September 08, 2011

Story to keep an eye on

San Diego is fed by two high-tension power feeder lines, from the north and from the east. This afternoon both of them failed completely, blacking out most of San Diego.

San Diego Gas and Electric says they don't know what happened.

Now this probably is just a case of overload leading to breakers flopping. In that case the second one died as the second step in a simple cascading failure.

But it might be a case where the lines are physically cut somewhere. And if so, how did that happen?
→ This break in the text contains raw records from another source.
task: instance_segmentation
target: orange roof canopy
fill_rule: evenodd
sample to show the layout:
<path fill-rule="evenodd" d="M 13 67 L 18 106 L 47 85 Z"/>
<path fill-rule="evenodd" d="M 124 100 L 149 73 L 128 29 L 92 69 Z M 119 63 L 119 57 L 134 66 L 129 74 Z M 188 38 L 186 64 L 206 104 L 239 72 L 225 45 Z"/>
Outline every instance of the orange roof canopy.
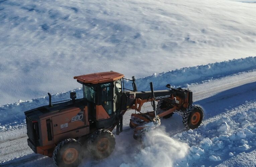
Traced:
<path fill-rule="evenodd" d="M 83 83 L 95 84 L 113 81 L 124 76 L 123 74 L 111 71 L 74 76 L 74 78 Z"/>

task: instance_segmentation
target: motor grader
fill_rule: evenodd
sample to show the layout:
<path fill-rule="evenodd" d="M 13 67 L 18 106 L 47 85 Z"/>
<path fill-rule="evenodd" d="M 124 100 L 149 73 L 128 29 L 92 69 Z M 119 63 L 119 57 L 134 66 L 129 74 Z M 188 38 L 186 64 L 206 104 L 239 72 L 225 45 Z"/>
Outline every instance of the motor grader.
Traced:
<path fill-rule="evenodd" d="M 123 116 L 128 110 L 135 110 L 130 126 L 139 141 L 160 125 L 160 118 L 169 118 L 174 112 L 183 117 L 186 128 L 200 125 L 203 111 L 192 105 L 191 91 L 169 85 L 166 90 L 154 91 L 151 82 L 151 91 L 138 92 L 134 77 L 124 77 L 113 71 L 75 76 L 83 86 L 82 99 L 71 92 L 72 100 L 52 103 L 48 93 L 49 105 L 25 112 L 29 147 L 36 153 L 52 157 L 57 166 L 76 166 L 85 148 L 98 159 L 111 153 L 115 144 L 111 132 L 115 127 L 117 135 L 122 132 Z M 129 82 L 131 89 L 125 88 Z M 151 103 L 153 111 L 141 112 L 146 102 Z"/>

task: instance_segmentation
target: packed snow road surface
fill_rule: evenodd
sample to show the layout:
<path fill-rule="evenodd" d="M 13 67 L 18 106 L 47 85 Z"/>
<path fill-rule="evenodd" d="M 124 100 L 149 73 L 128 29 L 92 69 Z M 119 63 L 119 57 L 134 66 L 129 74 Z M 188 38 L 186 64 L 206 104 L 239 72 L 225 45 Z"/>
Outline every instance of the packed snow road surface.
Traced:
<path fill-rule="evenodd" d="M 143 146 L 133 138 L 129 124 L 133 111 L 127 112 L 124 118 L 124 131 L 115 135 L 117 144 L 112 154 L 100 161 L 88 156 L 80 166 L 158 166 L 161 163 L 165 166 L 253 166 L 256 162 L 253 160 L 255 72 L 252 70 L 188 86 L 194 93 L 194 104 L 204 111 L 203 123 L 193 131 L 185 129 L 181 117 L 175 114 L 162 119 L 160 128 L 148 134 L 150 137 L 145 138 Z M 152 111 L 152 107 L 147 104 L 143 110 Z M 54 166 L 51 158 L 34 153 L 27 146 L 25 126 L 16 128 L 0 134 L 1 165 Z M 159 162 L 159 158 L 163 161 Z"/>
Was it done deliberately by someone?

Posted by: Steven Den Beste in Weird World at 06:38 PM | Comments (8) | Add Comment
Post contains 102 words, total size 1 kb.

1 At least we've improved to the point that it didn't cascade and take out the whole west coast.

Reminds me of the rules of high-availability computing - never trust one of anything, because anything can fail; never trust two of anything, because if one fails, the other is going to get hit with twice the normal load and promptly fail as well.

(Fortunately computers, unlike high-tension power feeds, rarely explode when things go wrong.)

Posted by: Pixy Misa at September 08, 2011 08:04 PM (PiXy!)

2

A lot of the reason California is vulnerable is that state policy of various kinds (ballot measures, laws passed by the legislature) have made it damned near impossible to build new generation plants of any kind. So California has to import a pretty big percentage of its electricity from elsewhere.

Up here in the PNW it isn't quite the same. We are a net exporter of electric power, overall. Sometimes (during the dark of winter) we import but most of the time we export. (That varies from year to year, mainly as a function of the precipitation total in the Columbia river basin, and in particular the snowpack in the Cascade Mountains.)

So if there were a huge cascading failure, it would cut the link between California and us, leaving us with excess generation capacity.

Posted by: Steven Den Beste at September 08, 2011 08:28 PM (+rSRq)

3 But hey, as more Californians move up here, and as the Washington and Oregon legislatures do their best to make them feel at home by passing California-like laws, I'm sure that eventually the eco-freaks will make them blow up the dams in the Columbia river so the Salmon can spawn and we'll have to import electricity from who knows where too.

Posted by: Mauser at September 09, 2011 01:55 AM (cZPoz)

4 States like New Mexico should clearly start upping their fees for electricity sold to California. . .

Posted by: metaphysician at September 09, 2011 05:43 AM (3GCAl)

5

Hmmmm. Wasn't that what Enron did? ;-)

(...albeit, via market manipulation and fraud) There's a lesson there about leaving your economy vulnerable to energy embargos and price manipulation.

Posted by: ubu at September 09, 2011 06:25 AM (i7ZAU)

6 New Mexico is an electricity consumer (from western Texas). This is why we had rolling blackouts last winter. NM exports oil, but not electricity.

Posted by: Pete Zaitcev at September 09, 2011 06:34 AM (9KseV)

7 My mistake.  Substitute for "New Mexico" "whoever is actually selling electricity to California."

Posted by: metaphysician at September 09, 2011 09:10 AM (3GCAl)

8

You might be thinking of Arizona, which does sell power to some parts of California.

Earlier this year, there was much amusement when certain municipalities in CA started considering refusing to do business with firms in Arizona over their state immigration law.  They were overlooking the fact that they were buying much needed electricity from the same state and any embargo of contractual relations with Arizona would certainly turn off the power to those municipalities.